Now this might be what you expect from a little city, and take the openness as a tell-tale sign of provinciality. But you might not expect that sexuality here also seems completely fluid, ostensibly straight men dragging their friends by their belts onto the dance floor and grinding with them before kissing their girlfriends. Meanwhile, men in the corner snog each other, their pants half undone, and no one in the least bothered by the carnal exhibitionism. A group of older women arrive, all in their fifties and sixties, with massive ponytails and they pull at me, as I pass their table, demanding kisses. I oblige and they cry ‘good boy good boy!’ An older man in his sixties stumbles down the stairs drunk, sweaty and smelling of beer, then sits next to us. We inch away and we are kindly told by our 18-year old neighbour: ‘Why won’t you talk to him? He just wants to talk to you!’
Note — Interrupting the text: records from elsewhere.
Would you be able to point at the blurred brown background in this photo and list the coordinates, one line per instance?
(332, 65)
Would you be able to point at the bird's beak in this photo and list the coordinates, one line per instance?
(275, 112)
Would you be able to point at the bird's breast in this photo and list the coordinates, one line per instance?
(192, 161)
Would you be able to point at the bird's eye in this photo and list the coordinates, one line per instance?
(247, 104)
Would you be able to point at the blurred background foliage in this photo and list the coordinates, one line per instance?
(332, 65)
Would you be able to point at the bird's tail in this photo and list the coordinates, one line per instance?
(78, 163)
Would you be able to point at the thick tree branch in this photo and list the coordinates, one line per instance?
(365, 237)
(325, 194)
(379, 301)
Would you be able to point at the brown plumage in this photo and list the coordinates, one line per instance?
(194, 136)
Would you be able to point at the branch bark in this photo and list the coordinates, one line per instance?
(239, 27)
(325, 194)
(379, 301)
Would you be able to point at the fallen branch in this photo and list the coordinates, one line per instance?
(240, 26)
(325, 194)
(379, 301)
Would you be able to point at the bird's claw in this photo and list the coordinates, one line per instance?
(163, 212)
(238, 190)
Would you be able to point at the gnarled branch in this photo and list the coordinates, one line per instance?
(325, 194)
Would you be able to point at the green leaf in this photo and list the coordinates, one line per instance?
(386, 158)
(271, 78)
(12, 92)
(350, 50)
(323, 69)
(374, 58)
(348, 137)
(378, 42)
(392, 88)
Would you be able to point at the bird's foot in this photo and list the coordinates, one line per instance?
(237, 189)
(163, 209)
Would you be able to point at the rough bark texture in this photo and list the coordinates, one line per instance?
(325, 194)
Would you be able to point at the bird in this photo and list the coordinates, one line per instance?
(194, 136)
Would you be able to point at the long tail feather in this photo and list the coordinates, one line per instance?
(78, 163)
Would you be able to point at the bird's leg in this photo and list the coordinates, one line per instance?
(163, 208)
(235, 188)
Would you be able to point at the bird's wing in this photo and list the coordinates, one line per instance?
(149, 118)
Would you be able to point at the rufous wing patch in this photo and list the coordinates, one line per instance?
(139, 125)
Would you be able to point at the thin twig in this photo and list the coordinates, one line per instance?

What I felt more than anything else was solidarity and kindness. The older women and men, the college kids, the gays and the straights, could all share the same space in this provincial city, without ostracising each other with bitterness or attitude. Groups of strangers end up sitting together chatting, buying each other drinks. It was salutary to be reminded not to shrug off anyone in this place, to remember each person here, with their own desires or preferences, need not conform to set notions of beauty, is a sexual being worthy of dignity, and to be reminded how much more fun it is if we can all dance together. This might be a no-brainer, but if you are used to going out in Berlin, this is an antidote, if one ever existed.
We emerge in the early hours into the streets of this former Hapsburg city with the sun coming up. The wild Moravian trees are lit with golden light, almost obscuring the fortifications and churches. It is like the bonhomie of the countryside has invaded, and we are all better for it.
In Olomouc, we ate well at the Moravská Restaurant, which is probably expensive for Olomouc, but then the Czech Republic is on the whole very inexpensive compared to Germany. Olomouc promotes its cultural scene, and is home to the Moravian Philharmonic. For transport: book in advance (at least three days) and try to benefit from a Europa Spezial fare on German railways. Fares to Olomouc are now 39 EUR each way. It’s just over seven hours but through beautiful countryside. You can split up the journey by changing trains or overnighting in Prague. In any case, you need to change trains once. A good itinerary would be: Berlin-Prague (4 hours, one night), Olmouc (2.5 hours, one or two nights), back to Berlin. Or else, do what we did, travel straight through to Olomouc both ways, and hang out in the dining car with the autumnal colours blurring by to pass the time.